Prologue
Mon avis est qu’on ne peut créer des personnages que lorsque l’on a beaucoup étudié les hommes, comme on ne peut parler une langue qu’à la condition de l’avoir sérieusement apprise.
N’ayant pas encore l’âge où l’on invente, je me contente de raconter.
J’engage donc le lecteur à être convaincu de la réalité de cette histoire, dont tous les personnages, à l’exception de l’héroïne, vivent encore.
Marguerite était jolie, mais autant la vie recherchée de ces femmes fait de bruit, autant leur mort en fait peu. Ce sont de ces soleils qui se couchent comme ils se sont levés, sans éclat. Leur mort, quand elles meurent jeunes, est apprise de tous leurs amants en même temps, car, à Paris presque tous les amants d’une fille connue vivent en intimité. Quelques souvenirs s’échangent à son sujet, et la vie des uns et des autres continue sans que cet incident la trouble même d’une larme.
Mais être réellement aimé d’une courtisane, c’est une victoire bien autrement difficile. Chez elles, le corps a usé l’âme, les sens ont brûlé le coeur, la débauche a cuirassé les sentiments. Puis, quand Dieu permet l’amour à une courtisane, cet amour, qui semble d’abord un pardon, devient presque toujours pour elle un châtiment. Il n’y a pas d’absolution sans pénitence. Quand une créature, qui a tout son passé à se reprocher, se sent tout à coup prise d’un amour profond, sincère, irrésistible, dont elle ne se fût jamais crue capable; quand elle a avoué cet amour, comme l’homme aimé ainsi la domine!

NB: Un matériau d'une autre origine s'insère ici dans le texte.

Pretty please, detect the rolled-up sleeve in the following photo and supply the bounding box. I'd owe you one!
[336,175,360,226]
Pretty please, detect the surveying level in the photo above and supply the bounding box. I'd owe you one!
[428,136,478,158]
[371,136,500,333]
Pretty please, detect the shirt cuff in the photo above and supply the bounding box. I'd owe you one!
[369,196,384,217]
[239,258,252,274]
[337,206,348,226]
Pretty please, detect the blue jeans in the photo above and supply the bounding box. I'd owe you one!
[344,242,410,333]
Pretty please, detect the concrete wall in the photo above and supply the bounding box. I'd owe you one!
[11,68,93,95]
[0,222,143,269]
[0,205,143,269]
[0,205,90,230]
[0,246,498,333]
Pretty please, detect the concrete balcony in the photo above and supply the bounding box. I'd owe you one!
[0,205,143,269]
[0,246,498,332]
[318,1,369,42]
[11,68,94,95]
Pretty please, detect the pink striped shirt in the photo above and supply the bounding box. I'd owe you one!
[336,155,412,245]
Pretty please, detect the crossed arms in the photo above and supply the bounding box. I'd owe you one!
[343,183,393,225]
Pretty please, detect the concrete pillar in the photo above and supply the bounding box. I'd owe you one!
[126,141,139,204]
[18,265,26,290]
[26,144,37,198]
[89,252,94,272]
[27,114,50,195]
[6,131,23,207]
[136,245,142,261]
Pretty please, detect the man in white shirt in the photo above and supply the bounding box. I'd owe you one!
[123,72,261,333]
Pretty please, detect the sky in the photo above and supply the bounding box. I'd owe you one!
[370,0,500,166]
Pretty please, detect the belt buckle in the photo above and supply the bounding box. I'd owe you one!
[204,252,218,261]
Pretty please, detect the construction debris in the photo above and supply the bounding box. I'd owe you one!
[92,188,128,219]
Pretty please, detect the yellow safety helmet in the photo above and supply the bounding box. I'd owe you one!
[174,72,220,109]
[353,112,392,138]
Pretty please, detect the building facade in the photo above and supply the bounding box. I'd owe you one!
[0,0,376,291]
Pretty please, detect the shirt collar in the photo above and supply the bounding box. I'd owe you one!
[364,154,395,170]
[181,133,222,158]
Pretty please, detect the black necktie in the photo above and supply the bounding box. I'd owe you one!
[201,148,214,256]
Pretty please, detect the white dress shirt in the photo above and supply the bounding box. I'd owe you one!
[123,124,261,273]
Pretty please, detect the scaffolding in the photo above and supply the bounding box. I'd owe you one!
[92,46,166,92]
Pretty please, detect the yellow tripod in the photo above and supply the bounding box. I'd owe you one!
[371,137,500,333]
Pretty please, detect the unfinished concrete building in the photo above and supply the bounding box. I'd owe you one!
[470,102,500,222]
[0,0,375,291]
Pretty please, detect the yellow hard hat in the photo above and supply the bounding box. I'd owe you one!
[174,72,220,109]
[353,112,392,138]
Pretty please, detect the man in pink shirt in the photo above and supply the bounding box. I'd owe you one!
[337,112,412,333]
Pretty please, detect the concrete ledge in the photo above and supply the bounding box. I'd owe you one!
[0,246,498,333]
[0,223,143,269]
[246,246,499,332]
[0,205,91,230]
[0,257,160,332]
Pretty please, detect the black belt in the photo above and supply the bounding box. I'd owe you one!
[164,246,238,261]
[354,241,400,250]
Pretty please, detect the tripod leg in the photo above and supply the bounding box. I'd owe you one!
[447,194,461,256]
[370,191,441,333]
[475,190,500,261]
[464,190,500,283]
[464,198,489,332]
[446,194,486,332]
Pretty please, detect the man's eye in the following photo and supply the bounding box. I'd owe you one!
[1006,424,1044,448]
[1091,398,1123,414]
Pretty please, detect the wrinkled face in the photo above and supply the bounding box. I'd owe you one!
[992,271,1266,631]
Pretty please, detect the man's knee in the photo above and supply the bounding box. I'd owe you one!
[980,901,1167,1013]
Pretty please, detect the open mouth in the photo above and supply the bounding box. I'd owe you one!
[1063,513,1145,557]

Elles ont menti tant de fois qu’on ne veut plus les croire, et elles sont, au milieu de leurs remords, dévorées par leur amour.
Le Sacrifice
La courtisane y disparaissait peu à peu. J’avais auprès de moi une femme jeune, belle, que j’aimais, dont j’étais aimé et qui s’appelait Marguerite : le passé n’avait plus de formes, l’avenir plus de nuages. On reconnaissait dans cette fille la vierge qu’un rien avait faite courtisane, et la courtisane dont un rien eût fait la vierge la plus amoureuse et la plus pure.
Si celles qui commencent cet honteux métier savaient ce que c’est, elles se feraient plutôt femmes de chambre. Mais non; elles croient à ce que l’on entend, car la prostitution a sa foi, et elles usent peu à peu coeur, corps et beauté; elles sont redoutées comme une bête fauve, méprisées comme un paria, ne sont entourées que de gens qui prennent toujours plus… et s’en vont, après avoir perdu les autres et s’être perdue soi-même.
Si les hommes savaient ce qu’on peut avoir avec une larme, ils seraient plus aimés et elles seraient moins ruineuses.
Elles sont plutôt forcées d’acheter une satisfaction pour leur âme aux dépens de leur corps, Elles ne s’appartiennent plus. Elles ne sont plus des êtres, mais des choses.
Quel sacrifice égal pourriez-vous lui faire, vous? Quand la satiété serait venue, quand vous n’en voudriez plus enfin, que feriez-vous pour la dédommager de ce que vous lui auriez fait perdre? Rien. Vous l’auriez isolée du monde, elle vous aurait donné ses plus belles années, et elle serait oubliée.
Le Trépas
D’où venait donc l’empire que cette femme prenait sur ma vie? La pauvre fille est bien malade, elle est poitrinaire, et, comme elle a fait une vie qui n’est pas destinée à la guérir, elle est dans son lit et elle se meurt.
L’histoire de Marguerite est une exception, je le répète; car si c’eût été une généralité, ce n’eût pas été la peine de l’écrire.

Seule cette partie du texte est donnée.